Intermediate Silicon Tracker in sPHENIX at RHIC

TL;DR

The paper describes the development and performance of the Intermediate Silicon Tracker (INTT) in the sPHENIX experiment at RHIC, highlighting its role in enhancing tracking precision and timing resolution for heavy-ion collision studies.

Contribution

It introduces the INTT system in sPHENIX, detailing its design, capabilities, and initial performance results in heavy-ion and proton collisions.

Findings

INTT improves tracking accuracy in sPHENIX.

INTT provides precise timing to distinguish pile-up events.
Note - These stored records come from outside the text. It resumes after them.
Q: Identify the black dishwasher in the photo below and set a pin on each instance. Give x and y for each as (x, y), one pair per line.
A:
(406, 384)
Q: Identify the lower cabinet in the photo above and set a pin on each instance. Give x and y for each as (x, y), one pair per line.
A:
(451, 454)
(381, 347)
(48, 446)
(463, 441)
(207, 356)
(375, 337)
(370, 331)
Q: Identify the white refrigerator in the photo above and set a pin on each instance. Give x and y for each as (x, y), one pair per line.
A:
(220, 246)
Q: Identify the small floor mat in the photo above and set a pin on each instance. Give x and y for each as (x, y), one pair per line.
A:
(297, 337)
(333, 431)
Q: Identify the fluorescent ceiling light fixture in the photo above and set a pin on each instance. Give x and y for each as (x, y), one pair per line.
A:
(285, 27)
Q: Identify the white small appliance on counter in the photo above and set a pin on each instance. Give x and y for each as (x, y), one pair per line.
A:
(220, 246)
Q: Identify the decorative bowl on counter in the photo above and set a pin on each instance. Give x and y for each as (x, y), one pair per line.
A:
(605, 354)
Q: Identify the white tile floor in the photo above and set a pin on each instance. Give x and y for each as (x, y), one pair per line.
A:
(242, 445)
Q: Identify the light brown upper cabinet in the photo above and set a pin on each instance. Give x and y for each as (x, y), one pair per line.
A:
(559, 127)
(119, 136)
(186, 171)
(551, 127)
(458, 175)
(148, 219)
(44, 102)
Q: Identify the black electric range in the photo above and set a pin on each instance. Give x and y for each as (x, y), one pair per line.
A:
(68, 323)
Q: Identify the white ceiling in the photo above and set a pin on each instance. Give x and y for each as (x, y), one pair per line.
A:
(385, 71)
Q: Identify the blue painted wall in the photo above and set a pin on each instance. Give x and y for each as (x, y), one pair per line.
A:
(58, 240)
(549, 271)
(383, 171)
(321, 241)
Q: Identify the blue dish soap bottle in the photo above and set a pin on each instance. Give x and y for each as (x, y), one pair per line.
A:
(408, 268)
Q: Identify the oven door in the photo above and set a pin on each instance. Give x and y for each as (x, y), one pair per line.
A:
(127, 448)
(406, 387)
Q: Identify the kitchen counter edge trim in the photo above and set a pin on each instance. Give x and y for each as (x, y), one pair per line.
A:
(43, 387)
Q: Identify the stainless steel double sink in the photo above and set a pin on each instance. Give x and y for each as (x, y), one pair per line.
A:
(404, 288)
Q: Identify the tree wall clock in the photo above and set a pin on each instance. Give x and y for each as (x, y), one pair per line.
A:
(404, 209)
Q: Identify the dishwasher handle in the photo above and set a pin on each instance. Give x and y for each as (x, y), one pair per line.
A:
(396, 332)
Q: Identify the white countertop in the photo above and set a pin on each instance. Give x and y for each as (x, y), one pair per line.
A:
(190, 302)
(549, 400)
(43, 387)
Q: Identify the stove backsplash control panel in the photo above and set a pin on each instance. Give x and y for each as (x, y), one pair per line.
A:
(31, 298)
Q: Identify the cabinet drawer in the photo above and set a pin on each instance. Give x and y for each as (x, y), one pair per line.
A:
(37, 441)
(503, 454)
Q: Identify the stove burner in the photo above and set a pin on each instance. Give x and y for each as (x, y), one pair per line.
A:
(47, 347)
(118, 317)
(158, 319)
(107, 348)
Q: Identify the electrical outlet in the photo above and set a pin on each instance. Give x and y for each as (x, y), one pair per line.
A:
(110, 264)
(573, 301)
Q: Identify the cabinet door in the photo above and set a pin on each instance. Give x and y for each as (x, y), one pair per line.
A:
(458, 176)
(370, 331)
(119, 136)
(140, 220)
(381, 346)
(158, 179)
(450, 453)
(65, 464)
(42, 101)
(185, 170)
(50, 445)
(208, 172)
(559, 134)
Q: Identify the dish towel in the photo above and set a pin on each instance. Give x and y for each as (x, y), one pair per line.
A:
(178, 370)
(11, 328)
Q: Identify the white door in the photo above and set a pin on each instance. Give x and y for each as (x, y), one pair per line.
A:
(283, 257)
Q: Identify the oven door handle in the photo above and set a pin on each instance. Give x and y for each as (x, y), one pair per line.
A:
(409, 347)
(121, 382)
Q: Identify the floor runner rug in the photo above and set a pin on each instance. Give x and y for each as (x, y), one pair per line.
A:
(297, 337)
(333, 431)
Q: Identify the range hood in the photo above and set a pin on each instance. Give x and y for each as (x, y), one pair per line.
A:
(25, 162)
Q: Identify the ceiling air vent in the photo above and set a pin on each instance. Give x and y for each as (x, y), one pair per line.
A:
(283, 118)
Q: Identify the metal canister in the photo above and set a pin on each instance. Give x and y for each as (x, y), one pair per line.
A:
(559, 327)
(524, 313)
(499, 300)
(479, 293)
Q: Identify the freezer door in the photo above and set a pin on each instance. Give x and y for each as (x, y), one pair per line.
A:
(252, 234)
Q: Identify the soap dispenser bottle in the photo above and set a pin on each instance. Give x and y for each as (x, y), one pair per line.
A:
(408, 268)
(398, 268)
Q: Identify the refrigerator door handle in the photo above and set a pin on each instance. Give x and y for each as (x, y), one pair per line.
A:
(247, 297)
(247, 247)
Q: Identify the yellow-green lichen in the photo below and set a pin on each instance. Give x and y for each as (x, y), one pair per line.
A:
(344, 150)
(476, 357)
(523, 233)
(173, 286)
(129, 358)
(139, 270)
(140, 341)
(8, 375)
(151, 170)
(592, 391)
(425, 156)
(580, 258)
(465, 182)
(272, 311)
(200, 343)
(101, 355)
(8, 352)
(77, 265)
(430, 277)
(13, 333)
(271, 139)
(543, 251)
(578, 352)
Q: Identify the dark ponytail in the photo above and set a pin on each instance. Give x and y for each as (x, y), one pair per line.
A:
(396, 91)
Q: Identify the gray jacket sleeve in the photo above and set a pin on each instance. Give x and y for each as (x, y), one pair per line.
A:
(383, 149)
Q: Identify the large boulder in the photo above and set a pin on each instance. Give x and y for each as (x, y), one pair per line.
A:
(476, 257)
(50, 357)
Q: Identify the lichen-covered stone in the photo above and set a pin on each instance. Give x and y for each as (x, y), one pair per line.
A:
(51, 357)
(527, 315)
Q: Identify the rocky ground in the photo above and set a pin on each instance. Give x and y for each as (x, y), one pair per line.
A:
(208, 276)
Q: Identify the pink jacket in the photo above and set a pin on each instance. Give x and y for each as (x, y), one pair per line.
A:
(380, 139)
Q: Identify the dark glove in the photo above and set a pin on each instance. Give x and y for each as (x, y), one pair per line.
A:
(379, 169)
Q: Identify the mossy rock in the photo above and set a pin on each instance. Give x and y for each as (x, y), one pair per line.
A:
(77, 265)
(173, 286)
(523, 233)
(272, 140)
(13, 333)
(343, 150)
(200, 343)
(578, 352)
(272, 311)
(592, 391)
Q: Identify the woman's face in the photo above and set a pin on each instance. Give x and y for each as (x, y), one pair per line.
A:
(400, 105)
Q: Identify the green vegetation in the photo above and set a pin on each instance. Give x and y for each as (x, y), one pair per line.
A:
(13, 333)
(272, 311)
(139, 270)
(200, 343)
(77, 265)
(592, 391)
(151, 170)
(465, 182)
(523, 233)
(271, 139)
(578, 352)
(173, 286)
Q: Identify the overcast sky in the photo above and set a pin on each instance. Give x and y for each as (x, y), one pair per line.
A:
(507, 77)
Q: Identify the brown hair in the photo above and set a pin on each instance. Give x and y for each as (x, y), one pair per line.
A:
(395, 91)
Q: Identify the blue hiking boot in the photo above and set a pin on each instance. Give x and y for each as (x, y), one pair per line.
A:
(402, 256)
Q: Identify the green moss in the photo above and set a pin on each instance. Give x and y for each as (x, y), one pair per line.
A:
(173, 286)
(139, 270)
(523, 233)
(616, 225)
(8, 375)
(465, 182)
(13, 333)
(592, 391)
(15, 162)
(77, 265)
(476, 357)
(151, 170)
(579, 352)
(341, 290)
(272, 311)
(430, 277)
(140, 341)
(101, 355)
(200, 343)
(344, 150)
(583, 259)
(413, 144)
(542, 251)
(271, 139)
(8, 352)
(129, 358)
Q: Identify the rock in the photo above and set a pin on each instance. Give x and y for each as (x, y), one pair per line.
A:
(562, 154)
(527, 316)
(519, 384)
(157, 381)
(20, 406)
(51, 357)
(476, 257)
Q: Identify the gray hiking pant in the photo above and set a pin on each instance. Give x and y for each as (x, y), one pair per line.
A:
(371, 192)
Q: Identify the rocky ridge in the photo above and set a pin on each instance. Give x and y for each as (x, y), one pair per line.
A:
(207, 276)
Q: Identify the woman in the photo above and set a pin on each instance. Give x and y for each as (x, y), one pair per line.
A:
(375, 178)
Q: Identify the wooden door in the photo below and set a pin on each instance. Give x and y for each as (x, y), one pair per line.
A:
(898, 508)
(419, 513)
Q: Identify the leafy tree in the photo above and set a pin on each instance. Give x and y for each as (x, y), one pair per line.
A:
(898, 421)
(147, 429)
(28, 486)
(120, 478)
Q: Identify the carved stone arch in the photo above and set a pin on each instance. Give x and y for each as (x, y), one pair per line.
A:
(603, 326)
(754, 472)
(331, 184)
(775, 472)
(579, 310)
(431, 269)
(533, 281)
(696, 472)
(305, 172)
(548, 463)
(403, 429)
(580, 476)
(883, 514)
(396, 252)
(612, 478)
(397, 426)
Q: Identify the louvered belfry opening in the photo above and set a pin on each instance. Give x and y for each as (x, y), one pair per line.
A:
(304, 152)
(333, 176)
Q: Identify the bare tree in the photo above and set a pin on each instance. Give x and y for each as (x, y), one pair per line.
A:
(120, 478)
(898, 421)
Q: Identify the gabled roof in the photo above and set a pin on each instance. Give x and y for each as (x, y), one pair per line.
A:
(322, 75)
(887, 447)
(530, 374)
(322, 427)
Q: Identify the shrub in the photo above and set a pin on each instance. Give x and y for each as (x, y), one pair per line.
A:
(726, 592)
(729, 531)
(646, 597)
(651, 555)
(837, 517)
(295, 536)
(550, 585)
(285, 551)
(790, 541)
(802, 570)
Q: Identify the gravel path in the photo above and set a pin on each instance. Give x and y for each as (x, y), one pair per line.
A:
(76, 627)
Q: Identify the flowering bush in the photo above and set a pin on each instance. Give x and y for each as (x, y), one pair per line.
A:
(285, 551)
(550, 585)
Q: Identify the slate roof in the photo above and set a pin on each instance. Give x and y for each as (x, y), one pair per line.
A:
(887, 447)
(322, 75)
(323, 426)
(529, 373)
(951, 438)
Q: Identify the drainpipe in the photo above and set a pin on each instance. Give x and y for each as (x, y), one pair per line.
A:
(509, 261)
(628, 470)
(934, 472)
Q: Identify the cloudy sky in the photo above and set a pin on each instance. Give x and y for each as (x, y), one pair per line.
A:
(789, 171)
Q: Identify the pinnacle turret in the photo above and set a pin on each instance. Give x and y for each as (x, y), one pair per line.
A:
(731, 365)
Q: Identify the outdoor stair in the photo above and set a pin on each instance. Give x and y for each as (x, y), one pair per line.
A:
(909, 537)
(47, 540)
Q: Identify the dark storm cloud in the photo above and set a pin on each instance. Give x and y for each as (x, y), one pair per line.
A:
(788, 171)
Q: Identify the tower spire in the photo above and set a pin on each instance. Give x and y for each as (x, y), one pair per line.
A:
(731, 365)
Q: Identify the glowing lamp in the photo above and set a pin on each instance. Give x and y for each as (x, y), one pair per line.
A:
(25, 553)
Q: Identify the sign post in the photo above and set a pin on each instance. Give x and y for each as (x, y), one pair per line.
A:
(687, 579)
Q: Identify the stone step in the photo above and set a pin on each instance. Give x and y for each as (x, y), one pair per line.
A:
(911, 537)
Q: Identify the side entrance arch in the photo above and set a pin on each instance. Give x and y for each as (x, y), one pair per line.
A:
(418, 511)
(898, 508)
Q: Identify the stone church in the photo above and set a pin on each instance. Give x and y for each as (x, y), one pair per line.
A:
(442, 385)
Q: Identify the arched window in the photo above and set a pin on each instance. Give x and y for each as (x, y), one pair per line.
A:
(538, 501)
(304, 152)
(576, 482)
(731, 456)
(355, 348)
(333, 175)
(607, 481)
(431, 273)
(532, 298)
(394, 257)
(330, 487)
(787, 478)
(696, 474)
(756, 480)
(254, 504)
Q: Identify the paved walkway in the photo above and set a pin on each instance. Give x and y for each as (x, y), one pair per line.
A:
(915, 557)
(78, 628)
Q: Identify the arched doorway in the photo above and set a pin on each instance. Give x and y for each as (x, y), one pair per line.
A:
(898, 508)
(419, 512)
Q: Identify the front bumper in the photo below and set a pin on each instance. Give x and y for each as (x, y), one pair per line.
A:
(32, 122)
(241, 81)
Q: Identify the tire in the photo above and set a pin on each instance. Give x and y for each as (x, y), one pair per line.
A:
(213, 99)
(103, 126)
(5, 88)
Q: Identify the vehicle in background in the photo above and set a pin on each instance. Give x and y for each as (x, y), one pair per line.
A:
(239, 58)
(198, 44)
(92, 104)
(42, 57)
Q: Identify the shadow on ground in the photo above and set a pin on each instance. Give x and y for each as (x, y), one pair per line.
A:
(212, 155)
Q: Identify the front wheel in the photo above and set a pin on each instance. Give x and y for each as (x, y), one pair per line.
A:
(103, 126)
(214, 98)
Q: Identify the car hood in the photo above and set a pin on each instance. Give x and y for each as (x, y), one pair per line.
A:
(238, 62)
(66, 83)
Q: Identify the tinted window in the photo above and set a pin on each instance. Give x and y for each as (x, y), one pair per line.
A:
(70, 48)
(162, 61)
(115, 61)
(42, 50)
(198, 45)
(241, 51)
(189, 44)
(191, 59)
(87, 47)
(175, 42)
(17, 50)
Initial data shows successful integration and operation of INTT.

Abstract

The sPHENIX collaboration has been taking data since 2023 at the Relativistic Heavy Ion Collider in BNL to study the Quark-Gluon Plasma and cold Quantum Chromodynamics (QCD). The tracking system of sPHENIX consists of a time projection chamber, a MAPS-based vertex detector, and an intermediate silicon tracker (INTT). Together with the sPHENIX full barrel calorimeter system, the measurement of the heavy-flavor jets and the upsilon-state identification are enabled. INTT, surrounding the collision point azimuthally at approximately 10 cm away with two layers of silicon strip sensors, detects hit points in the intermediate area of the tracking system to enhance tracking precision. Thanks to the good timing resolution of INTT, it also provides timing information to corresponding hits of other tracking detectors. This capability eliminates pile-up events due to misidentifying bunch crossings. This proceeding discusses the achievements of INTT using Au+Au collision data taken in 2023, and the status of INTT commissioning with proton+proton collisions in 2024.